Longer term, as TSMC stays committed to expanding capacity for advanced process nodes, it may find it tough to sustain utilization and profitability if generative AI end-demand does not grow as we expect. The recent tightening of U.S. export control on semiconductor is one such test.

Chart 5

image

EMS

Fii  China-based Foxconn Industrial Internet Co. Ltd. (Fii) is a subsidiary of Taipei-headquartered Hon Hai Group, the world's largest EMS provider by revenue and market share. Fii should see benefit to its sales, product mix, and profitability as the generative AI boom boosts demand for AI servers. These new products enjoy price premium over conventional servers due to customization and complex engineering.
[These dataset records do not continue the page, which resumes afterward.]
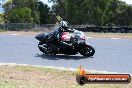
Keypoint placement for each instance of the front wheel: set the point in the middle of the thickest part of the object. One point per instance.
(87, 51)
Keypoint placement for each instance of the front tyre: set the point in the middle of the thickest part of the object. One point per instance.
(87, 51)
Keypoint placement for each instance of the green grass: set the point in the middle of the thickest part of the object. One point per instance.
(2, 30)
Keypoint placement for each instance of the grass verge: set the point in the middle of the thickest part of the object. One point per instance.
(40, 77)
(88, 34)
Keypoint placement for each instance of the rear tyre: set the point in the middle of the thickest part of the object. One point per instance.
(42, 49)
(87, 51)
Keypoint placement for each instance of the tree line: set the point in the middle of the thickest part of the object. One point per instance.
(90, 12)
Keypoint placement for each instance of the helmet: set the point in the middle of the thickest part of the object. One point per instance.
(64, 25)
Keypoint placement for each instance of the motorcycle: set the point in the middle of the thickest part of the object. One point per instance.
(72, 43)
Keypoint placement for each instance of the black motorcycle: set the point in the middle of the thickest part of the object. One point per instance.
(69, 43)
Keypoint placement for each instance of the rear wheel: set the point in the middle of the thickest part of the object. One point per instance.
(87, 51)
(42, 48)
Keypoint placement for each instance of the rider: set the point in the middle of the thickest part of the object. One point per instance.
(54, 38)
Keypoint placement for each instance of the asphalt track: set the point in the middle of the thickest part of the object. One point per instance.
(114, 55)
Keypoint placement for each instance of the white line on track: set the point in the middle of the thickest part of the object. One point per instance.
(15, 34)
(61, 68)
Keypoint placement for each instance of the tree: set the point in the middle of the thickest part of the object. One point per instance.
(20, 15)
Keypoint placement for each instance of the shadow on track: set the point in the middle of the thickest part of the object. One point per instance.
(57, 57)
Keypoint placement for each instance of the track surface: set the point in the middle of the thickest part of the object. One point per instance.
(114, 55)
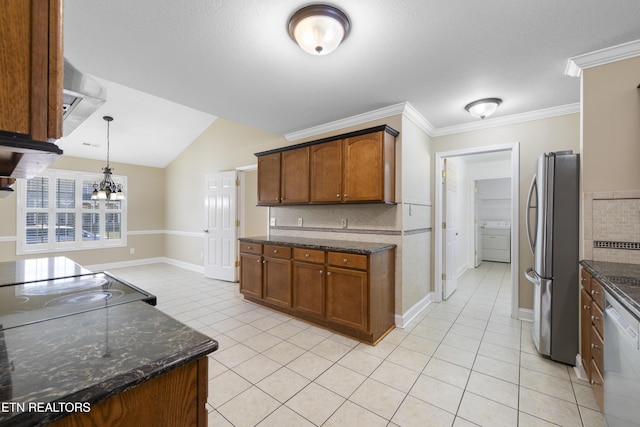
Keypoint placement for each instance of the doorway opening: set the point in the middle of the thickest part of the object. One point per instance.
(463, 237)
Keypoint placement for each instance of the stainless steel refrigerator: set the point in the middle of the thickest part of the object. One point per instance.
(552, 220)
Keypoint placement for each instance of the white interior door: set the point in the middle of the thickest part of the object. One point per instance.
(221, 226)
(450, 251)
(477, 225)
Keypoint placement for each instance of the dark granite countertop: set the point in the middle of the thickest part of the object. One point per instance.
(364, 248)
(90, 356)
(621, 280)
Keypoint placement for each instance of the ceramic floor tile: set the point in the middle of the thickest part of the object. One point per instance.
(455, 355)
(261, 405)
(548, 384)
(352, 415)
(485, 412)
(309, 365)
(408, 358)
(396, 376)
(340, 380)
(378, 398)
(282, 417)
(549, 408)
(283, 384)
(494, 389)
(447, 372)
(284, 352)
(315, 403)
(414, 412)
(496, 368)
(256, 368)
(361, 362)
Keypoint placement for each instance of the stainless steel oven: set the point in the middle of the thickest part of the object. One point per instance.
(621, 364)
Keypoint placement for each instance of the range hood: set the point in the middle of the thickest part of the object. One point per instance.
(81, 97)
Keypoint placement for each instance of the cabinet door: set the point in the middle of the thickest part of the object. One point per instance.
(277, 281)
(363, 168)
(585, 331)
(347, 298)
(294, 187)
(269, 179)
(308, 288)
(251, 275)
(326, 172)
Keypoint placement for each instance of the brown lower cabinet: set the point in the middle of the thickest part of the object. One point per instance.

Fii's engineering expertise, network of global production plants, and stable relationship with CSPs should enable it to capture this opportunity. Fii is the only EMS firm capable of providing full solutions for server production. It has controlled more than 70% of the global share in server graphics processing unit (GPU) modules and 50% of the GPU baseboard manufacturing, the profitable upstream of the generative AI server value chain. We expect the company to grow its exposure to the downstream such as in server assembly in ODM direct production mode.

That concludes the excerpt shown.